Basic session loading

import tif1

# Load a session
session = tif1.get_session(2025, "Abu Dhabi Grand Prix", "Race")

# Access lap data
laps = session.laps
print(f"Total laps: {len(laps)}")

Working with Drivers

# Get all drivers in the session
drivers_df = session.drivers_df
print(drivers_df[["Driver", "Team", "DriverNumber"]])

# Get specific driver
ver = session.get_driver("VER")
ver_laps = ver.laps

# Get driver's fastest lap
fastest = ver.get_fastest_lap()
print(f"Fastest lap: {fastest['LapTime'].iloc[0]}")

Telemetry Analysis

# Get telemetry for a specific lap
lap = ver.get_lap(19)
telemetry = lap.telemetry

# Analyze speed and throttle
print(telemetry[["Time", "Speed", "Throttle", "Brake"]].head())

# Find maximum speed
max_speed = telemetry["Speed"].max()
print(f"Max speed: {max_speed} km/h")

Fastest Laps

# Get fastest lap per driver
fastest_by_driver = session.get_fastest_laps(by_driver=True)
print(fastest_by_driver[["Driver", "LapTime", "Compound"]])

# Get overall fastest lap
overall_fastest = session.get_fastest_laps(by_driver=False)

# Get telemetry for fastest laps (parallel fetching)
fastest_tels = session.get_fastest_laps_tels(by_driver=True)
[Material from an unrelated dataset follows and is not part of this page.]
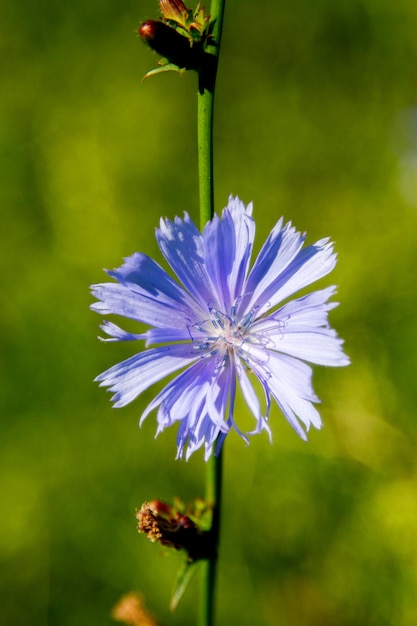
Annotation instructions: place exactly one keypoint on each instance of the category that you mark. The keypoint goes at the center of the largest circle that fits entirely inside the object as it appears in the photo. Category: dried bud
(167, 42)
(163, 523)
# Get telemetry for specific drivers
top3_tels = session.get_fastest_laps_tels(
    by_driver=True,
    drivers=["VER", "HAM", "LEC"]
)

Async loading for speed

import asyncio
import tif1

async def load_session_data():
    session = tif1.get_session(2025, "Monaco Grand Prix", "Race")
    # 4-5x faster than synchronous loading
    laps = await session.laps_async()
    return laps

laps = asyncio.run(load_session_data())

Using Polars lib

# Use polars for 2x faster processing
session = tif1.get_session(
    2025,
    "Las Vegas Grand Prix",
    "Race",
    lib="polars"
)

laps = session.laps  # Returns polars DataFrame

Configuration

# Get current configuration
config = tif1.get_config()
print(f"Max retries: {config.get('max_retries')}")

# Update configuration
config.set("validate_data", True)
config.set("lib", "polars")
config.save()

Cache Management

# Get cache instance
cache = tif1.get_cache()
print(f"Cache location: {cache.cache_dir}")

# Clear cache
cache.clear()

# Disable caching for a session
session = tif1.get_session(
    2025,
    "British Grand Prix",
    "Qualifying",
    enable_cache=False
)

Error Handling

import tif1

try:
    session = tif1.get_session(2025, "Invalid GP", "Race")
    laps = session.laps
except tif1.DataNotFoundError as e:
    print(f"Data not found: {e}")
except tif1.NetworkError as e:
    print(f"Network error: {e}")
except tif1.InvalidDataError as e:
    print(f"Invalid data: {e}")

Event and session discovery

# Get all events for a year
events = tif1.get_events(2025)
print(f"Events in 2025: {events}")

# Get sessions for an event
sessions = tif1.get_sessions(2025, "Chinese Grand Prix")
print(f"Sessions: {sessions}")

Tire strategy analysis

# Analyze tire compounds used
laps = session.laps

# Group by driver and compound
tire_usage = laps.groupby(["Driver", "Compound"]).size()
print(tire_usage)

# Get stint information
stints = laps.groupby(["Driver", "Stint"]).agg({
    "LapNumber": ["min", "max", "count"],
    "Compound": "first"
})
print(stints)

Weather Data

# Access weather data
weather = session.weather
print(weather[["Time", "AirTemp", "TrackTemp", "Rainfall"]].head())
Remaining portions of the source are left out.